JA: CReDo stands for the Climate Resilience Demonstrator. It is a digital twin demonstrator project focused on climate change adaptation with the aim of improving system-wide resilience across infrastructure networks. The project provides a practical example of how connected data and greater access to the right information can improve climate adaptation and resilience. It also demonstrates how to connect data across organizations to deliver efficiencies and wider societal benefits.

CReDo looks specifically at the impact of extreme weather, in particular flooding, on the energy, water and telecoms networks. It brings together asset data, flood hazard data and asset failure models to provide insights into infrastructure interdependencies and how they would be impacted by floods under future climate change scenarios.

The vision for CReDo is to enable asset owners, regulators, and policymakers to collaborate to make decisions that maximize resilience across the combined infrastructure system, as opposed to considering each sector independently, as is current practice. For example, consider a flood that has compromised assets from the energy network. This can have a knock-on impact on other sectors. However, the other networks might not be aware that they are vulnerable.

CReDo’s journey started back in 2017 with the publication of the report Data for the Public Good published by the National Infrastructure Commission in the UK. The report recommended the need for a demonstrator – a real working tool – to show the benefits that arise from sharing data across infrastructure sectors. CReDo was launched in March 2021 as a result of this recommendation. The project was launched by the Centre for Digital Built Britain at the University of Cambridge and the Digital Twin Hub. From March 22 onwards, it was taken forwards by the Connected Places Catapult via funding from Innovate UK.

Going forward, CReDo has started to receive innovation funding from national regulators governing the energy and water markets in the UK with projects to look at the impact of extreme heat on cascading risk across the infrastructure networks. This is where an issue in one network causes knock-on effects in other networks. The potential impact of climate change on this type of cascading risk is an ongoing concern as highlighted in a recent report from the Joint Committee on the National Security Strategy.

Q: Who are the parties involved in CReDo from an execution standpoint?

JA: As you would expect from working across multiple infrastructure networks, there are quite a few parties involved in CReDo. Network operators from the water, energy and telecoms industries are at the center of the use case being developed by CReDo. Anglian Water operates the clean water and wastewater networks in the East of England region. UK Power Networks operate the electrical power distribution network in the East of England and large parts of the South East of England. BT Group, formerly British Telecom, operate fixed line, mobile, fiber-optic, and broadband communications network throughout the UK.

The technical work in CReDo is shared between several partners. The Science and Technology Facilities Council (STFC) provided compute facilities from DAFNI, the Data & Analytics Facility for National Infrastructure, and took responsibility for the authentication and authorization solutions used to ensure the security of the sensitive data used by CReDo.

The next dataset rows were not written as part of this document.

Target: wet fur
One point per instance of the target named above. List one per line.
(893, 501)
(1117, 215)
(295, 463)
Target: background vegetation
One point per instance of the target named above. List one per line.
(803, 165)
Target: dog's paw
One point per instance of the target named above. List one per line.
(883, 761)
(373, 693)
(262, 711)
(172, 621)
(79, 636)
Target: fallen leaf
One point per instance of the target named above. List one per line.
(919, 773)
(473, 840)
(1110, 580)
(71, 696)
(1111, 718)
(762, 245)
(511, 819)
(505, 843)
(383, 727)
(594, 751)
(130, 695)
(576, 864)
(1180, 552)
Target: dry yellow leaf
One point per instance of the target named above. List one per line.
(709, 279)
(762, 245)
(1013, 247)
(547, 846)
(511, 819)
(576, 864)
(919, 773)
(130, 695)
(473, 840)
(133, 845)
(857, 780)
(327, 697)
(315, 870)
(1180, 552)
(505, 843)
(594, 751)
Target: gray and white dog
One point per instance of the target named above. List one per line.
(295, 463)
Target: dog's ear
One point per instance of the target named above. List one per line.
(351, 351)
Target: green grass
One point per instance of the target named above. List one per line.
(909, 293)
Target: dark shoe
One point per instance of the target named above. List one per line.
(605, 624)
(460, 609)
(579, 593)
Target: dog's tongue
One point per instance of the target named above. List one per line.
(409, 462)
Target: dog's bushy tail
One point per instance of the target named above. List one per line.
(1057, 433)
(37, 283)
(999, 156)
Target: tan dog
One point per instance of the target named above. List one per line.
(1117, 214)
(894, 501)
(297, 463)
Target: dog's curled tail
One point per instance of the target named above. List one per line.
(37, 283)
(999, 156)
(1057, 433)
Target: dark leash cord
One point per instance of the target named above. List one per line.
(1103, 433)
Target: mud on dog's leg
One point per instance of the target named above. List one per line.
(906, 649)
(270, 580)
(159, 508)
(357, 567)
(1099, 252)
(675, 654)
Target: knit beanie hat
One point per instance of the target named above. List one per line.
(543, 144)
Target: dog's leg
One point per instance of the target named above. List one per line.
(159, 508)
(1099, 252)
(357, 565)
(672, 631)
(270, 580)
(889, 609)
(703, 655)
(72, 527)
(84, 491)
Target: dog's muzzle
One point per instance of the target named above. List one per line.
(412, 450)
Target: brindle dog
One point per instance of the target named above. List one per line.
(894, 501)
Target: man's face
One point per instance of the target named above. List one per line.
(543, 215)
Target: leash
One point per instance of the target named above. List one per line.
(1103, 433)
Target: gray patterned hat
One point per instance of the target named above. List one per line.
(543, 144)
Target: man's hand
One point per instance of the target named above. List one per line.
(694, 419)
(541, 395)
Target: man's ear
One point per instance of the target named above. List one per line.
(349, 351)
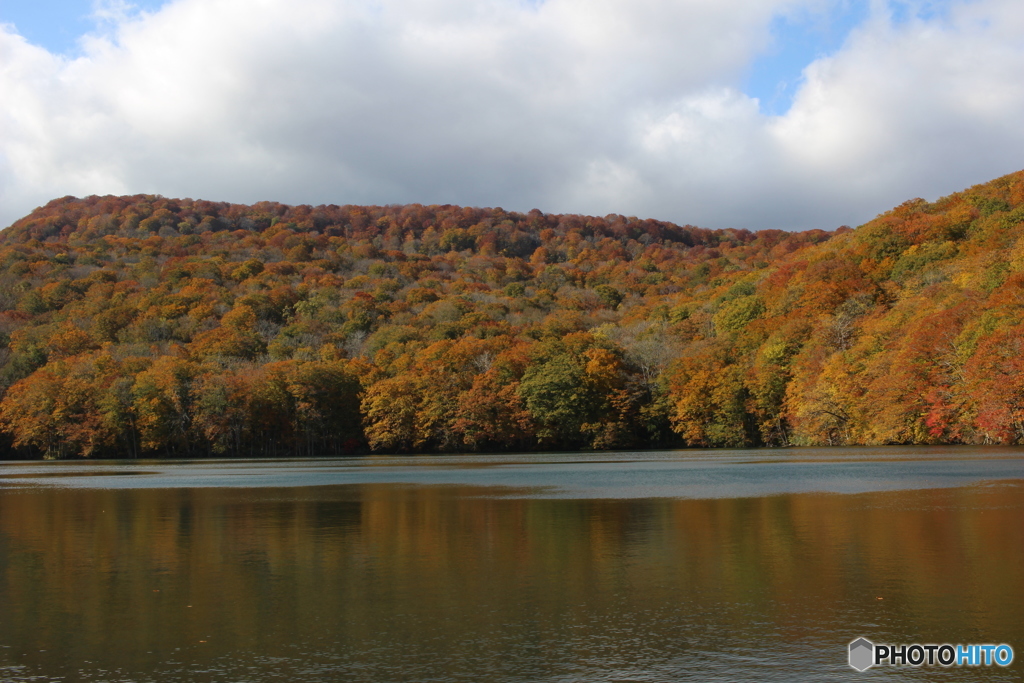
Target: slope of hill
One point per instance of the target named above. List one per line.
(141, 326)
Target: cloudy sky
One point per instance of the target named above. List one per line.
(756, 114)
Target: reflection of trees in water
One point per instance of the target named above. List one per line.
(442, 569)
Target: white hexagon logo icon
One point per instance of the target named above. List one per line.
(861, 653)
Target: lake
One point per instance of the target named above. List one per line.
(688, 565)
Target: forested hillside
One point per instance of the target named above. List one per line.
(142, 326)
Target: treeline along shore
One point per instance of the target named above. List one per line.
(151, 327)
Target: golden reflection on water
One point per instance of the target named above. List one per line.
(386, 582)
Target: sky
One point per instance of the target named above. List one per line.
(747, 114)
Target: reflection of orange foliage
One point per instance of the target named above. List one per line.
(347, 561)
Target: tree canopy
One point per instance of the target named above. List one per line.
(144, 326)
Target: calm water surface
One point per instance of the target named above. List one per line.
(690, 565)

My team at CMCL played a central role in the technical development and deployment of CReDo, in addition to supporting engagement and dissemination activities. We leveraged our capacities from The World Avatar project to design and implement a knowledge-graph based approach to represent the assets and connectivity of the infrastructure networks, to couple the representation of the assets to models that are responsible for describing the operation state of individual assets and the cascade of effects across the combined infrastructure network due to flood events, and to visualize the results.

The development of the failure models was a joint effort between CMCL, STFC and the Connected Places Catapult (CPC). In addition, CPC have undertaken much of the work to support the model development by liaising with the network operators to understand how different types of weather events impact their assets. This was additionally supported by experts from the University of Edinburgh, Newcastle University, the University of Warwick, and the Joint Centre for Excellence in Environmental Intelligence, which brings together world-leading researchers from the University of Exeter and the Met Office.

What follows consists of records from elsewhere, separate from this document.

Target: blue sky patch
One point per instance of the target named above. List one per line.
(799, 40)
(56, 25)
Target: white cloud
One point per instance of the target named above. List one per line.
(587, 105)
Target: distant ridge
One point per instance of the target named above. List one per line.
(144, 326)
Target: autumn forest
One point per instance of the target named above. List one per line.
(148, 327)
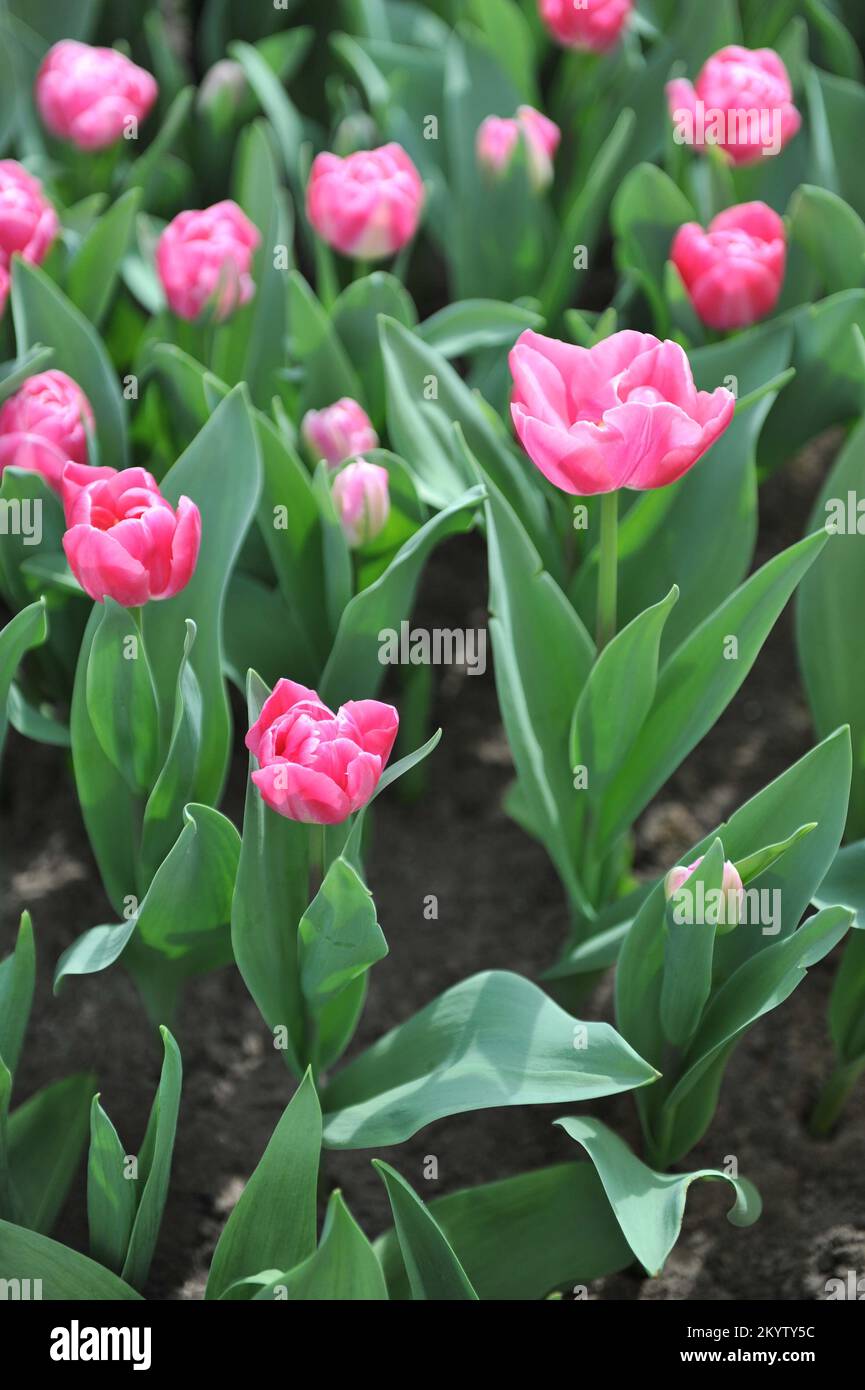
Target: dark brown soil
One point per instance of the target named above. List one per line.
(499, 906)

Q: How did the team approach the project in terms of scoping its requirements, prioritizing functionality, and handling any expertise gaps within the stakeholder group?

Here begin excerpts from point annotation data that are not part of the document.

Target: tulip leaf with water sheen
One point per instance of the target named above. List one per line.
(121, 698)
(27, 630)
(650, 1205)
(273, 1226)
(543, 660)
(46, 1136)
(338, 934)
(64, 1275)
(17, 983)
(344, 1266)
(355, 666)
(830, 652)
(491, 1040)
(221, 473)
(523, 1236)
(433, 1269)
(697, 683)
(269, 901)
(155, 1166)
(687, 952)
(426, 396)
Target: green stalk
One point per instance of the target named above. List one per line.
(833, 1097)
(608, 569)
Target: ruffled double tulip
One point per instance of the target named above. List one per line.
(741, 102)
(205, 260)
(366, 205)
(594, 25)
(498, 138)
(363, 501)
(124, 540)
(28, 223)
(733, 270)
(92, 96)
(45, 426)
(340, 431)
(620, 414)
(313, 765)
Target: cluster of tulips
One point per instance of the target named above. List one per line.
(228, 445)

The initial scoping happened a little bit before CMCL joined CReDo in October 2021. Broadly speaking, the requirement was to demonstrate how a connected digital twin could contribute to assessing the impact of climate change on cascading risk across connected infrastructure networks. The project team chose to focus on flood risk because floods are an increasing concern in the UK. They also picked water, energy, and telecoms networks for several reasons. There are obvious infrastructure dependencies between them. Three partners felt like it was the right number for an initial demonstrator based on the ideas evolving from discussions between different combinations of the eventual project partners.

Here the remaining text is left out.